Savunmasına devam eden sanık Akersoy, ‘’Bana doğru yaklaştığı sırada bana vuracağını düşünerek, elini kaldırdığını görünce yumruk attım. Bunun yanlış olduğunu biliyorum, olay sebebiyle pişmanım da. Sözlü tartışma olarak başlayıp böyle bitmesi gerekirdi. Bunun bana yakışmadığının farkındayım. Sonrasında bazı insanlar yanımıza geldi, içlerinden bazılarının bana zarar verebileceğini düşündüğüm için orada gördüğüm polise gittim. Polis orada durumu sakinleştirmeye çalışırken oradaki vatandaşlardan biri de bana vurdu" şeklinde konuştu.
"Elindeki bayrak, şehit cenazelerine tabutun üzerine serilen Tevhid bayrağıdır"

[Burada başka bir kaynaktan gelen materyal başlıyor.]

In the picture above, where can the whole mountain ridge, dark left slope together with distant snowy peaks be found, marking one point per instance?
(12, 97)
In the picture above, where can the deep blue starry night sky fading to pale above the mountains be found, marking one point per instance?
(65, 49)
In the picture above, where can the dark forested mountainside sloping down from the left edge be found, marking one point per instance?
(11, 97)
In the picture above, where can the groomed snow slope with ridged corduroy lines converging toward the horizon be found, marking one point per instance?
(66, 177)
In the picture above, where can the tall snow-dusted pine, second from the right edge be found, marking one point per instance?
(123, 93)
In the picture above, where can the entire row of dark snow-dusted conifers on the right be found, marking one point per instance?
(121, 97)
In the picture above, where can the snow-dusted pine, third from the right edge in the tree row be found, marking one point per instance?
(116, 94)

Müşteki İsmail Aydemir'in avukatlarından Deniz Alp İmamoğlu, "Sanığın savunmaları suçtan kurtulmaya yöneliktir, itibar edilmemelidir. Keşke müvekkil hasta olmayıp buraya gelebilseydi, durumunu kendiniz görebilseydiniz. Müvekkil fiziki olarak güçlü konumda değildir, aradaki yaş farkı da göz önüne alındığında sanığa fiziki müdahalede bulunması söz konusu değildir. Müvekkilin elindeki bayrak yasa dışı değildir. Elindeki bayrak, şehit cenazelerine tabutun üzerine serilen Tevhid bayrağıdır. Müvekkilin katılmış olduğu yürüyüş Filistin yürüyüşüdür, 12 şehidimize rahmet dileğinde bulunulan bir yürüyüştür zaten. Şikayetimiz devam etmektedir" dedi. Duruşmada görüşü sorulan Cumhuriyet Savcısı, esasa ilişkin mütalaanın hazırlanabilmesi için dosyanın tarafına iletilmesini talep etti.
‘’Bazı şartlar sağlandığında, müvekkilden el öpülüp özür dilendiğinde uzlaşmaya açıktık’’

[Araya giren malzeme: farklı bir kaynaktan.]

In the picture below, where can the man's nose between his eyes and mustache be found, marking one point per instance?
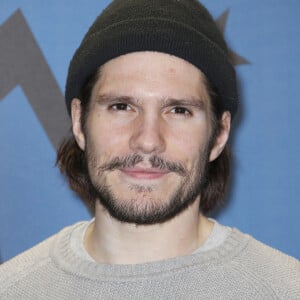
(148, 136)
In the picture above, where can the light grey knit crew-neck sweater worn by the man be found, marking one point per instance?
(240, 268)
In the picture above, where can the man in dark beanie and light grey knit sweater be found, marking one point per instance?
(152, 94)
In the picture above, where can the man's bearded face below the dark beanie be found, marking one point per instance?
(147, 136)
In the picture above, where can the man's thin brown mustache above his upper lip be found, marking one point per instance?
(131, 160)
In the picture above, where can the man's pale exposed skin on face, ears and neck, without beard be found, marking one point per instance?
(147, 103)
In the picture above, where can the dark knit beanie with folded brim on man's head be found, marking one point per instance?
(183, 28)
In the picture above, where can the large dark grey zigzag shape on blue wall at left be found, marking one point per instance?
(22, 63)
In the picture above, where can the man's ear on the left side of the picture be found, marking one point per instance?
(76, 123)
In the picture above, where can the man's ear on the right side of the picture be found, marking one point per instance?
(222, 138)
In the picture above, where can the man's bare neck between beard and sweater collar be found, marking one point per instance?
(109, 241)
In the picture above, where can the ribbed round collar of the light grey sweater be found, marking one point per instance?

Duruşmanın ardından basın mensuplarına açıklama yapan müşteki İsmail Aydemir avukatı Deniz Alp İmamoğlu, ‘’Müvekkilin elindeki bayrak herhangi bir şekilde yasadışı bir bayrak değildir, herhangi bir terör örgütü propagandası yapmıyor, herhangi bir şekilde anayasal demokrasimize aykırı bir bayrak değildir. Bununla birlikte müvekkilin böyle bir durumda, ‘şehitlere rahmet, Filistin'e destek ve İsrail'e lanet’ yürüyüşünde böyle bir saldırıya uğraması kabul edilemez. Böylece saldırının düşünce ve ifade hürriyetine yapıldığını düşünüyoruz, bu sebeple sanığın cezalandırılmasın talep ettik. Sanık herhangi bir şekilde bizimle uzlaşmaya yanaşmadı, biz bazı şartlar sağlandığında, müvekkilden el öpülüp özür dilendiğinde uzlaşmaya açıktık. Bayrağa bir saygı gösterisinde bulunulduğunda uzlaşmaya hazırdık, sanık kabul etmedi. Herhangi bir uzlaşmaya yönelik bir şey olmadı, biz de sanığın cezalandırılmasını talep ediyoruz’’ ifadelerini kullandı.